Until an encounter between Josh and his wife’s dad, Leslie, the important documentarian. Trouble flares when Leslie
expresses his frank and unflattering opinion of the film that Josh has been working on for eight years. The conflict escalates
to the point that it touches on some intimate and private aspects of Josh’s marriage to Leslie’s daughter. Suddenly
you get the feeling: Wow, we’ve got some real angst here! The movie is at last dealing with something that cuts
to the heart.
From that point on, the movie is raising important questions, one of them being the differences in values as espoused by
separate generations. And yet, the movie also gets more plotty - in that Josh twigs to the fact that what’s been going
on around him isn’t what it seemed to be; he gradually uncovers a sort of scam. But the movie is meanwhile addressing
issues about the creation of movies and other art forms. Is the creative process more about spontaneity and serendipity or
is it more about control and planning? Does ambition trump integrity? While these are crucial subjects for some of us, I fear
they may be too esoteric to hold viewers who, given the frivolous tone of the first part of the movie, might be expecting
light-hearted comedy.
For those viewers who can hang in, however, Ben Stiller gives an intriguing portrayal of a man having to grapple with uncertainty
in his sense of himself as he’s entering middle age. (In this respect, the movie is a bit like Birdman.) He has
to ask himself hard questions about who he is and about his place in the world, especially as compared to the younger, more
brash Jamie. It’s fascinating to watch Mr. Stiller’s face as he tries to look composed and polite, while his brain
is processing bewildering and irritating input from other people. As in Greenberg, he is very good at showing a man
who, while somewhat at odds with his surroundings, is trying to maintain his balance.
Another actor who conveys a certain uniqueness is Adam Driver in the role of Jamie. Not to get into invidious ratings of
actors on scale of handsomeness, but there is nothing glamorous or starry about Mr. Driver; he looks like, and seems to be,
the kind of guy who might be swimming against the stream. On the other hand, Charles Grodin provides the perfect note to the
role of Leslie, the revered documentarian: satisfied, accomplished, content, a bit weary of it all but not so much that he
doesn’t still show a touch of vanity and ego. Naomi Watts has an attractive way of capturing the ambivalence of a woman
who’s leaving youthful freshness behind but isn’t quite ready to settle into middle-aged disgruntlement.

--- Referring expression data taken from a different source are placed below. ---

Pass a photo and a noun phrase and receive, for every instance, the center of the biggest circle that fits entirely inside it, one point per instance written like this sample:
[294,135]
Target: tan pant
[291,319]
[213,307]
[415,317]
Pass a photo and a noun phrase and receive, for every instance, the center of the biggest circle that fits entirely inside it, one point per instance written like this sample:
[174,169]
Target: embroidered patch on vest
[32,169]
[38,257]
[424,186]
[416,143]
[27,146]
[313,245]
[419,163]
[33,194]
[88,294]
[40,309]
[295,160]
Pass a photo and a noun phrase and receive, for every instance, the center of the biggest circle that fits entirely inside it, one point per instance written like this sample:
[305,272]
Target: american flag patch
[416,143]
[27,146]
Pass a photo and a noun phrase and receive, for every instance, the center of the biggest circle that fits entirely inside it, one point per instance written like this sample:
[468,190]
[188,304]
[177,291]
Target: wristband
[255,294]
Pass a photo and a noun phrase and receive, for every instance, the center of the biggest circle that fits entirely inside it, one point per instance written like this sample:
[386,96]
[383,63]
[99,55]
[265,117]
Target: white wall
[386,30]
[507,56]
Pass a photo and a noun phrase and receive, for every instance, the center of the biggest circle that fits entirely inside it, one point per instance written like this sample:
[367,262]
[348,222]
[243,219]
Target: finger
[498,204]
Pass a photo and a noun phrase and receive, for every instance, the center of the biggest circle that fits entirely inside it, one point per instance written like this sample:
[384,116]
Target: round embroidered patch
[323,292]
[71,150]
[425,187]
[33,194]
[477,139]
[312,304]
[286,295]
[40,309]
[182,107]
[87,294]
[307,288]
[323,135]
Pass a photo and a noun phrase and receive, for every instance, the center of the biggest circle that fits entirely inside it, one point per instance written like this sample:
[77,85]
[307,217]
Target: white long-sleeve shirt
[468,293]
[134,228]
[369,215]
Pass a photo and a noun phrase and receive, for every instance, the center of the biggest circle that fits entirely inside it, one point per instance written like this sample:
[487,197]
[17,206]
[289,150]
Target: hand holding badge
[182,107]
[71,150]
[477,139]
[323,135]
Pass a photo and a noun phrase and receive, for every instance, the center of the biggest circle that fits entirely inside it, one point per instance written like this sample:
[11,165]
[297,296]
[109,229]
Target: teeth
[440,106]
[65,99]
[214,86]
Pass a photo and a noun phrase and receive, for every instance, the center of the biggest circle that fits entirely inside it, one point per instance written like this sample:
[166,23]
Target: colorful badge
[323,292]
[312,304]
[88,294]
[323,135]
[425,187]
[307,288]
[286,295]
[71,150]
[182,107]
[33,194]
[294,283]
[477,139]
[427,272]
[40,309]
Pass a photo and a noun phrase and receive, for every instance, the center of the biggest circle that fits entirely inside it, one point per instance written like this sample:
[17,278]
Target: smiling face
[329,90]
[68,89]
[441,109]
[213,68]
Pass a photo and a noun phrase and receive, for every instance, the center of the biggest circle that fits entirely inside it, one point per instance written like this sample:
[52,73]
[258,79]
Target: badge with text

In spite of the fact that the movie doesn’t come off as an entirely successful package, there’s a lot to admire
about the style of it. A certain kind of playfulness in the photography, for instance. Frequently, the camera shows you something
that seems to give you one story but, a few seconds later, you realize you were mistakenly jumping to the most obvious conclusion.
I also liked the fact that the ending is ambiguous. Just when you think everything has been decided, everything resolved,
the final shot throws a question mark at you.